En distintos puntos de la ciudad de Rosario, sobre todo en veredas y espacios públicos, se han hecho visibles llamativos hongos de gran tamaño adheridos a los árboles. Su aspecto, que a la distancia puede confundirse con comida, despierta la atención de los transeúntes y motiva consultas sobre su naturaleza.

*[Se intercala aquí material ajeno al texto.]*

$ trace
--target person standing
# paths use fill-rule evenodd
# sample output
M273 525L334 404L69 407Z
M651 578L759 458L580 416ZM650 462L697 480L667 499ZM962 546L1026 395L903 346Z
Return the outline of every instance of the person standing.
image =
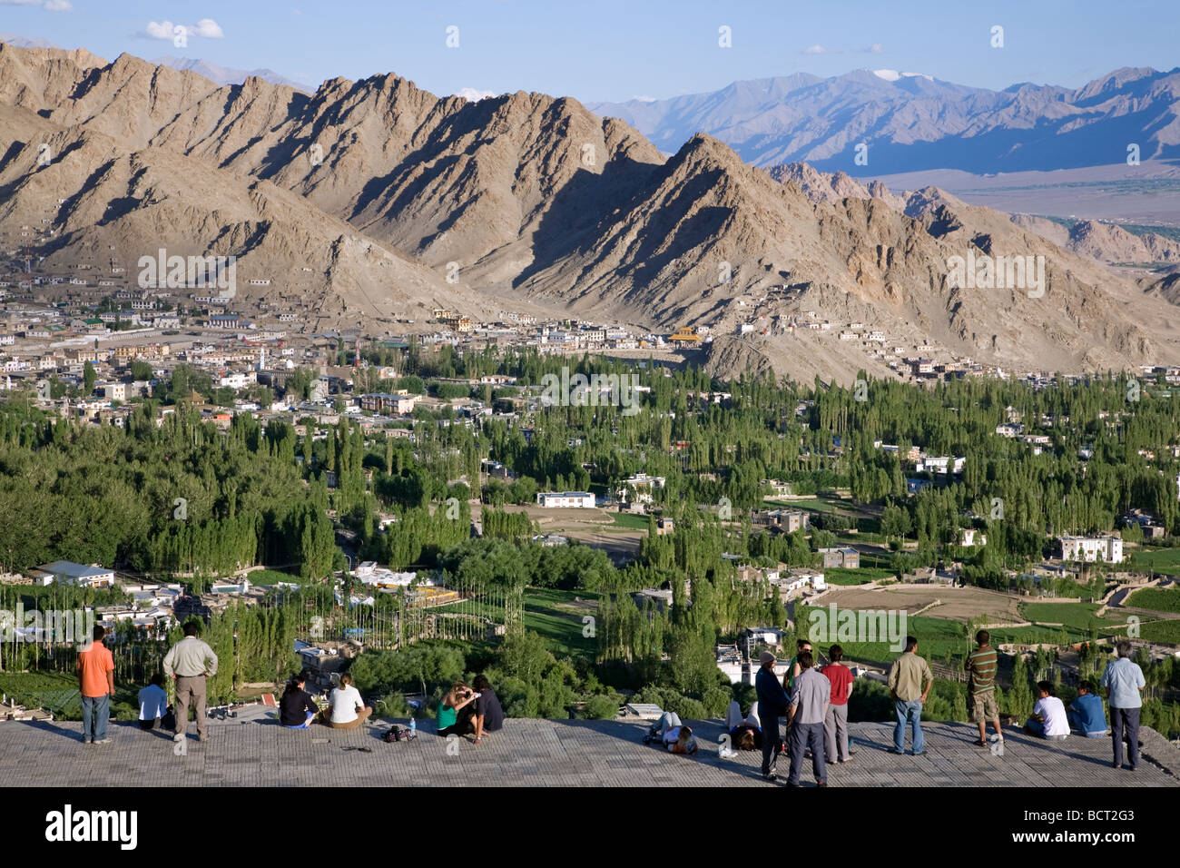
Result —
M184 639L178 641L164 657L164 674L176 680L176 735L175 742L183 742L189 729L189 700L197 714L197 738L204 742L205 733L205 679L217 674L217 654L197 638L201 625L189 621L184 625Z
M893 698L893 709L897 713L897 725L893 727L893 746L890 753L905 753L905 724L910 722L913 740L913 756L920 757L926 752L925 739L922 737L922 706L926 704L926 696L935 683L935 677L930 672L930 664L925 658L918 657L918 640L907 635L905 638L905 651L893 661L889 671L889 692Z
M1130 659L1130 642L1123 639L1115 645L1117 660L1107 664L1102 673L1102 687L1106 688L1107 705L1110 706L1110 737L1114 740L1115 769L1122 764L1122 738L1127 736L1127 759L1130 771L1139 768L1139 712L1143 706L1141 696L1147 681L1139 664Z
M787 713L789 700L779 679L774 677L774 654L763 651L759 661L762 665L754 677L754 688L758 691L758 714L762 722L762 777L774 781L779 762L779 718Z
M504 725L504 709L484 676L476 676L472 686L476 688L476 713L472 717L476 723L476 744L479 744L484 736Z
M824 757L828 763L850 763L848 753L848 696L852 693L852 670L845 666L844 648L833 645L828 652L832 663L820 674L832 684L832 699L824 716Z
M832 683L812 668L809 651L799 652L799 674L791 690L791 774L787 787L799 787L799 775L804 768L804 751L811 748L812 771L815 785L827 785L827 769L824 768L824 720L832 699Z
M795 679L799 677L799 655L804 652L811 653L811 642L806 639L795 640L795 655L791 658L791 663L787 664L787 671L782 674L782 688L786 691L787 696L791 696L791 691L795 685ZM787 720L782 727L782 738L785 743L791 740L791 714L787 714Z
M81 692L81 743L106 744L106 723L114 696L114 657L103 645L106 629L94 625L90 646L78 652L78 690Z
M979 740L976 745L988 746L988 722L996 727L996 738L1004 740L999 729L999 705L996 703L996 671L999 668L999 657L991 647L991 633L981 629L975 634L975 651L966 655L964 668L971 674L968 683L968 697L971 700L971 722L979 725Z

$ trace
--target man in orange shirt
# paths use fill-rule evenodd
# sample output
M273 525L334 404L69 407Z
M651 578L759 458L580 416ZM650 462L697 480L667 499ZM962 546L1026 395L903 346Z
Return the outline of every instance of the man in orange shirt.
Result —
M106 631L94 625L94 641L78 652L78 688L81 691L81 743L106 744L106 722L114 696L114 657L103 645Z

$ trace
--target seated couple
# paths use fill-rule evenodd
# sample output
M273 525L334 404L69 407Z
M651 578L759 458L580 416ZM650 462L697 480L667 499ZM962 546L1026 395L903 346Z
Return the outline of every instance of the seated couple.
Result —
M312 694L304 690L307 676L295 676L278 700L278 723L289 730L306 730L319 716L320 723L335 730L354 730L368 719L373 709L365 705L360 691L353 686L353 677L345 673L340 686L328 696L328 707L320 710ZM306 716L306 717L304 717Z
M455 681L439 700L438 733L444 738L473 733L478 744L503 725L504 709L484 676L476 678L474 687Z
M1070 726L1087 738L1101 738L1109 732L1102 700L1089 681L1077 684L1077 698L1070 703L1069 711L1057 698L1051 681L1037 681L1036 688L1038 699L1032 706L1032 717L1024 724L1025 732L1058 742L1069 736Z

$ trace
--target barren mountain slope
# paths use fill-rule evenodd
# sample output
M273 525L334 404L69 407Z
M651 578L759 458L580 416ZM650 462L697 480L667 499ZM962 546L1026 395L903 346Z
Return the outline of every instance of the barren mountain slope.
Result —
M746 326L715 359L840 379L871 360L865 342L837 345L850 322L1009 367L1180 359L1168 316L1128 307L1138 294L1165 312L1160 293L933 188L903 198L806 165L780 183L704 135L666 161L627 124L537 93L439 99L388 74L308 97L130 56L86 63L0 46L21 81L0 104L0 226L48 211L53 266L232 254L248 292L374 331L435 302L494 318L529 300L660 329ZM949 286L969 254L1043 256L1044 295ZM835 328L789 333L812 315Z

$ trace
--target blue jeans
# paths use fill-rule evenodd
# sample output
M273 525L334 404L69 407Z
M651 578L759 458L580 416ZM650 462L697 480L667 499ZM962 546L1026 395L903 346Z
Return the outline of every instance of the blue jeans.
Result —
M106 738L106 722L111 717L111 697L81 698L81 740L101 742Z
M309 730L309 729L312 729L312 722L313 720L315 720L315 712L314 711L309 711L309 712L307 712L307 720L304 720L303 723L301 723L301 724L293 724L291 726L288 726L287 724L283 724L283 727L288 729L288 730Z
M1139 768L1139 709L1110 706L1110 736L1114 739L1114 762L1122 765L1122 738L1127 736L1127 762Z
M1079 714L1076 711L1067 710L1066 718L1069 720L1070 726L1073 726L1075 730L1081 732L1087 738L1106 738L1107 736L1110 735L1110 730L1099 730L1096 732L1090 732L1089 730L1087 730L1086 722L1082 719L1082 716Z
M926 740L922 737L922 703L917 699L905 701L893 700L893 710L897 712L897 725L893 727L893 749L898 752L905 751L905 722L910 722L912 732L913 752L922 753Z

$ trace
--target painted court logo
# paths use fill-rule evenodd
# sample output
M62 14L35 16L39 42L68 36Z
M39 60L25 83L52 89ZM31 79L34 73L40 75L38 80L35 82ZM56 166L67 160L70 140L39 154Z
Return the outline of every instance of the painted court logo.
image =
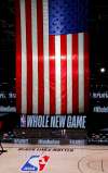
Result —
M22 171L35 171L36 173L43 171L49 156L31 156L28 161L22 166Z

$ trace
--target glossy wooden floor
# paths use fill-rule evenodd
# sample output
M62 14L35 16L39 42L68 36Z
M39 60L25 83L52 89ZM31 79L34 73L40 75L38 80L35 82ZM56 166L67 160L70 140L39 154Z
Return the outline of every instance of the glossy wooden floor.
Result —
M8 152L0 155L0 173L21 173L27 160L37 155L49 156L50 159L43 171L35 173L108 173L107 146L3 144L3 147Z

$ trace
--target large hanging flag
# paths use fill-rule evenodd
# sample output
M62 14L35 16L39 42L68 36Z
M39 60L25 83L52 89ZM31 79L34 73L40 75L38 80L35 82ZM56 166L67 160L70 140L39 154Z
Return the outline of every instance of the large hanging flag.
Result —
M15 0L18 113L89 107L87 0Z

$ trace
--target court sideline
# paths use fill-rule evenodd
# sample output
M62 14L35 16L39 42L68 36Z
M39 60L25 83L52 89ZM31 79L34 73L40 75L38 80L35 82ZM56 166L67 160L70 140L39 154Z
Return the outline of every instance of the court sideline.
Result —
M38 146L3 144L8 152L0 155L0 173L108 173L107 146ZM23 171L32 157L41 158L43 170ZM39 168L36 159L35 165ZM28 165L27 165L28 166Z

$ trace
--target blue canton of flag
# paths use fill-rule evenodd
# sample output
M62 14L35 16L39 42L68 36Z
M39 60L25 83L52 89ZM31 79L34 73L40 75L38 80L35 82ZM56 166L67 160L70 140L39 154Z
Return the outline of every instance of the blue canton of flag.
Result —
M86 32L89 0L50 0L50 34L75 34Z

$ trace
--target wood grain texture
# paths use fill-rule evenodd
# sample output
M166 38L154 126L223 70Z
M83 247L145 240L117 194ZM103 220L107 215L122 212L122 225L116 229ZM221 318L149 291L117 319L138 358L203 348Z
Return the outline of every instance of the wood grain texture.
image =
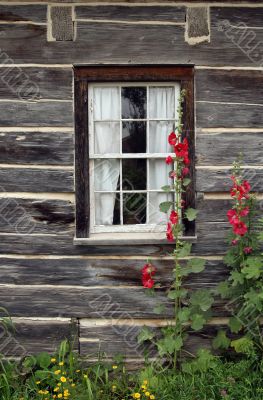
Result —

La Dra. Alejandra Peruzzo, docente de Fitopatología y Botánica Criptogámica de la Facultad de Ciencias Agrarias de la Universidad Nacional de Rosario (UNR), aclara que se trata, en su mayoría, de hongos del género Ganoderma. «Son organismos descomponedores de madera que forman parte de un proceso natural de degradación de materia orgánica», explicó. Su aparición visible, a menudo asociada con otoños lluviosos y alta humedad, responde a condiciones ambientales favorables para que desarrollen sus estructuras reproductivas o «cuerpos fructíferos».
Desde la Dirección de Parques y Paseos de Rosario, Carlos Vanucci, jefe del Departamento Técnico de Arbolado, señaló que el Ganoderma suele desarrollarse en tejido leñoso muerto o moribundo. «Su presencia en un árbol en pie funciona como una señal de alerta que motiva una evaluación más profunda, pero no implica por sí sola un riesgo inminente de caída», aclaró. El protocolo indica realizar un seguimiento que evalúe raíces, tronco, copa y salud general del ejemplar para determinar si se requiere alguna intervención.
Los especialistas coinciden en que estos hongos siempre han estado presentes en el ecosistema urbano, cumpliendo un rol en el ciclo de la materia orgánica. Su mayor visibilidad en los últimos tiempos se atribuye a las condiciones climáticas particulares y no a una proliferación anormal. Su función ecológica es clave en la descomposición de la madera, incluso en tocones o restos de árboles ya extraídos, donde no generan conflicto alguno.